WHEN he was in his late 40s, Bill Buford, founding editor of Granta magazine, author of "Among the Thugs" (a book about soccer hooliganism) and former fiction editor of the New Yorker (where he is now a staff writer), went to Italy to apprentice himself to Tuscany's most famous butcher, Dario Cecchini. Buford arrived in the remote hill town of Panzano on a Sunday afternoon and found the butcher shop full of customers drinking and eating free samples of pig fat. His mentor-to-be spotted him in the crowd and immediately began intoning Dante: "Midway through the road of life, I found myself in a dark wood, on a lost road."

This butcher knew a midlife crisis when he saw one.

"Heat: An Amateur's Adventures as Kitchen Slave, Line Cook, Pasta-Maker, and Apprentice to a Dante-Quoting Butcher in Tuscany" is the literary outcome of Buford's vertical plunge into the world of professional cooking and food writing. Exuberant, hilarious, glorying in its rich and arcane subject matter, "Heat" is Plimpton-esque immersion journalism -- an amateur bumbling among the adepts -- but it also has much in common with spiritual autobiography, especially that genre in which the student's epiphanies are generously interspersed with drudgery, abasement and humiliation at the hands of mercurial, possibly crazy gurus.

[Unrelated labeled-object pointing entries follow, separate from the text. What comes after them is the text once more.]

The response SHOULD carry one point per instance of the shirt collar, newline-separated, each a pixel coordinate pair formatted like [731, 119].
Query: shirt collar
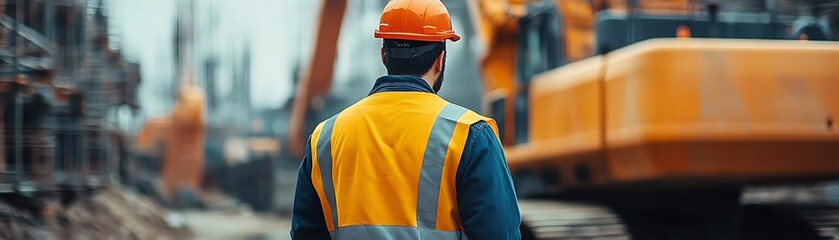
[401, 83]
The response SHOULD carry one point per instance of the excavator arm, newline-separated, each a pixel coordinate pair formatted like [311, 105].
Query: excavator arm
[316, 77]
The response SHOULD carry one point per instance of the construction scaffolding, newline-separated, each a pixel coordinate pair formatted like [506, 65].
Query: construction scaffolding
[60, 84]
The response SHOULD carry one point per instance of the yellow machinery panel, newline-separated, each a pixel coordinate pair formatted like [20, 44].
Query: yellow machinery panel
[681, 110]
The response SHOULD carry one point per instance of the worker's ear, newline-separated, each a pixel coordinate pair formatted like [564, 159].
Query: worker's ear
[438, 63]
[383, 55]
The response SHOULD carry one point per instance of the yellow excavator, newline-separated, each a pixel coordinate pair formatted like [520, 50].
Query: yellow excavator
[646, 119]
[661, 112]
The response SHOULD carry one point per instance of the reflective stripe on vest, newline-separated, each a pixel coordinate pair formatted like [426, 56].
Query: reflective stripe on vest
[405, 188]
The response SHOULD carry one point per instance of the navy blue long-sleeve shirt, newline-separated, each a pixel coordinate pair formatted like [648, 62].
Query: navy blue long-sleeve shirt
[486, 200]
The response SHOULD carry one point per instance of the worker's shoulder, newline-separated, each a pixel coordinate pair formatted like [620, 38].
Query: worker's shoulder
[462, 115]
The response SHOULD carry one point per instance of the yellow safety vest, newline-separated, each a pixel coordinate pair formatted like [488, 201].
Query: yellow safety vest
[385, 167]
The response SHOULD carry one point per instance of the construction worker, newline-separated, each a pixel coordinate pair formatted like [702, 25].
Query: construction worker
[403, 163]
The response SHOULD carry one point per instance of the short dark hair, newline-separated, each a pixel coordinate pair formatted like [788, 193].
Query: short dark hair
[418, 65]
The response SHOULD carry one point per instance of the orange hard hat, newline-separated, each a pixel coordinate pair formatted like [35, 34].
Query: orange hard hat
[416, 20]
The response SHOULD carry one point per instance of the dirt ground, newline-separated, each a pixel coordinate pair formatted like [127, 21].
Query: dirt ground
[236, 225]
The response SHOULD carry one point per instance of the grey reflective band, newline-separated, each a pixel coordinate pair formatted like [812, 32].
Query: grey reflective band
[324, 149]
[367, 232]
[432, 165]
[413, 52]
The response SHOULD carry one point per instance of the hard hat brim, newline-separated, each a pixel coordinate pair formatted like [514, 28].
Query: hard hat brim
[417, 37]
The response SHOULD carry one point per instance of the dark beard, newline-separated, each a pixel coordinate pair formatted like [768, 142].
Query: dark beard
[439, 83]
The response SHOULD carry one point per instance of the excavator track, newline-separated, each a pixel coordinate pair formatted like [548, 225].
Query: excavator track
[824, 220]
[556, 220]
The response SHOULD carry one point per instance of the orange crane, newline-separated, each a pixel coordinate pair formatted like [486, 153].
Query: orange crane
[613, 102]
[316, 78]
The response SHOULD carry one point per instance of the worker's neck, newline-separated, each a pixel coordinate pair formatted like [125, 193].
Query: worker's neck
[430, 78]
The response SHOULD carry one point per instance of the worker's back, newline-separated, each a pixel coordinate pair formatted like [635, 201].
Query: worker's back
[390, 163]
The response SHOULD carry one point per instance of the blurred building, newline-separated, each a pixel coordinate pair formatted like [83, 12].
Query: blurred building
[61, 90]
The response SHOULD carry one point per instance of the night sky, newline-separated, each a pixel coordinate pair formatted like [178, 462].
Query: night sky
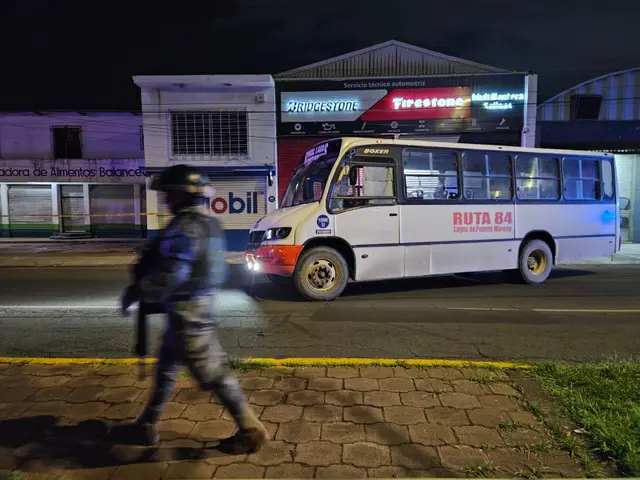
[68, 55]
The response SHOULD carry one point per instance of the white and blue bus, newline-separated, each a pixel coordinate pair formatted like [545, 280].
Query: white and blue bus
[361, 209]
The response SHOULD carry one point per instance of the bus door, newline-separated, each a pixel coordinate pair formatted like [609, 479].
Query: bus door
[364, 203]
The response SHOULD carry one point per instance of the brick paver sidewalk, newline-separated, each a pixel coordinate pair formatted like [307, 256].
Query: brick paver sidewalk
[326, 423]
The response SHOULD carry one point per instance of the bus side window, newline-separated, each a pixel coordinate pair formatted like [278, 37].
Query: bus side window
[581, 178]
[375, 185]
[537, 178]
[486, 175]
[607, 180]
[430, 175]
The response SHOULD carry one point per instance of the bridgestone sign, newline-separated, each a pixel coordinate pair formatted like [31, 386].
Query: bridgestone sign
[329, 106]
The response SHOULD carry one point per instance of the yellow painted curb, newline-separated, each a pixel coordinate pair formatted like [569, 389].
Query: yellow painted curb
[285, 362]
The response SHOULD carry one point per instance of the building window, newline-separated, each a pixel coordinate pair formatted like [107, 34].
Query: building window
[67, 142]
[212, 133]
[585, 107]
[486, 175]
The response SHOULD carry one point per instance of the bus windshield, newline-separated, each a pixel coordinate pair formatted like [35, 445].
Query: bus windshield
[310, 180]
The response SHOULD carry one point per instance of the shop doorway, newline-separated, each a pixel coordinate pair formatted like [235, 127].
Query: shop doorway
[72, 209]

Buford's Virgil on his journey is Mario Batali, a.k.a. Molto Mario of Food Network fame, the red-haired cooking genius of superhuman appetites. Five or six years ago -- the book's chronology is annoyingly murky -- Buford, an amateur but enthusiastic home cook, had invited Batali to his home for dinner and concluded "that he was an insane, eccentric wild man ... that is, a perfect subject for a New Yorker profile."

Unable to find a writer for the profile -- one somehow doubts he tried all that hard -- Buford took on the task. "I ... suspected, correctly, that I might be able to use the assignment to get into Mario's kitchen." Indeed, he worked in the kitchen at Babbo, Batali's flagship Italian restaurant in Manhattan, for six months. The two-part Batali profile appeared in August 2002; two months later, haunted by the fact that he'd been on the verge of discovering something "about food, about myself," Buford left his desk job and returned to the Babbo kitchen -- thus going from "a day spent sitting down to one spent standing up," to learn "a knowledge not found in books."

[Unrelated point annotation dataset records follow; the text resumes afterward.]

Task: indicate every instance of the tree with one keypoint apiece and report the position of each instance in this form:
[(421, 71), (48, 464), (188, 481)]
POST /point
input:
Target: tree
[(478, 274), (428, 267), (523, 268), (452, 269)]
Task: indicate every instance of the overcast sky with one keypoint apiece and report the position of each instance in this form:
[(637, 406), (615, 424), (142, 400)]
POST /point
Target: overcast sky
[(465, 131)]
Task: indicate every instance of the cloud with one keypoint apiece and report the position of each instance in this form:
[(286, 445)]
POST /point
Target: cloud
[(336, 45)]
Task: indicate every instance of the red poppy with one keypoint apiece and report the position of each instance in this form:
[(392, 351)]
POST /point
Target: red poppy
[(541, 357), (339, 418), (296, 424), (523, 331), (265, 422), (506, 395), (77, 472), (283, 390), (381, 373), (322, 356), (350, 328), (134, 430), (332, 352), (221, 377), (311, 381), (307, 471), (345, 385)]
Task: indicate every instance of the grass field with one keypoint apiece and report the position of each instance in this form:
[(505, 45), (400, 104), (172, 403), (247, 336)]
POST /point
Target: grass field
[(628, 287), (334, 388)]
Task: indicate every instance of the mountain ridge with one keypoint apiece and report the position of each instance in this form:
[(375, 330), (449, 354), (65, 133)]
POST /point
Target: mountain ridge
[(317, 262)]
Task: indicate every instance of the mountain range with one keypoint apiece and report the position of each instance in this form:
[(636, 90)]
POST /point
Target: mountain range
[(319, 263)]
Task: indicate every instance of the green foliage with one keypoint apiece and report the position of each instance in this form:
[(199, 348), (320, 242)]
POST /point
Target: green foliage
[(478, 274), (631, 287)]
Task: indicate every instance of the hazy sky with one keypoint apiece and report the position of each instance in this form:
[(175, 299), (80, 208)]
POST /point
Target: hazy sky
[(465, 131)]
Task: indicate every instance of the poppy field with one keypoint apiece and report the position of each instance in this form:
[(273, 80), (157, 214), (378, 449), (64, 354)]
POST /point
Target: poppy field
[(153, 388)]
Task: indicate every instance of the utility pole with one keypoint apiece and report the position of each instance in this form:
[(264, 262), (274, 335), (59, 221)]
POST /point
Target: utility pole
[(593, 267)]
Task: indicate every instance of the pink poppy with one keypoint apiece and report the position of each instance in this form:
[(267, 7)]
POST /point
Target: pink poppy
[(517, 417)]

"Heat" incorporates and expands upon the New Yorker profile of Batali and its inside peek into the kitchen culture at Babbo. Buford also makes frequent jaunts to Europe, where he befriends Batali's first mentor, the brilliant British restaurateur Marco Pierre White ("the most foul-tempered, most mercurial, and most bullying" of chefs), and eventually apprentices himself to Batali's own pasta mentor in Italy, Betta Valdiserri, and then to Cecchini, the Tuscan butcher under whom Batali's father trained during his midlife crisis. (A former chemical engineer at Boeing, Armandino Batali now operates his own small artisanal salumi plant and shop in Seattle.)

As he embarks on his culinary quest, Buford asks Mario Batali what he might learn. "The difference between the home cook and the professional," Batali responds. "You'll learn the reality of the restaurant kitchen.... Consistency under pressure. And that's the reality: a lot of pressure.... You'll also develop an expanded kitchen awareness. You'll discover how to use your senses. You'll find you no longer rely on what your watch says. You'll hear when something is cooked. You'll smell degrees of doneness."

To acquire such skills, Buford discovers, "you keep having to be a slave -- to not one master but several, one after another, until you arrive at a proficiency (whatever that might be) or your own style (however long it takes) or else conclude that, finally, you just know a lot more than anyone else." Restaurant kitchens offer "the miraculous pedagogy of relentless repetition." After some months, Buford can chop carrots into an acceptable fine dice; after cooking, peeling, trimming and slicing 150 lamb tongues, he declares himself an expert.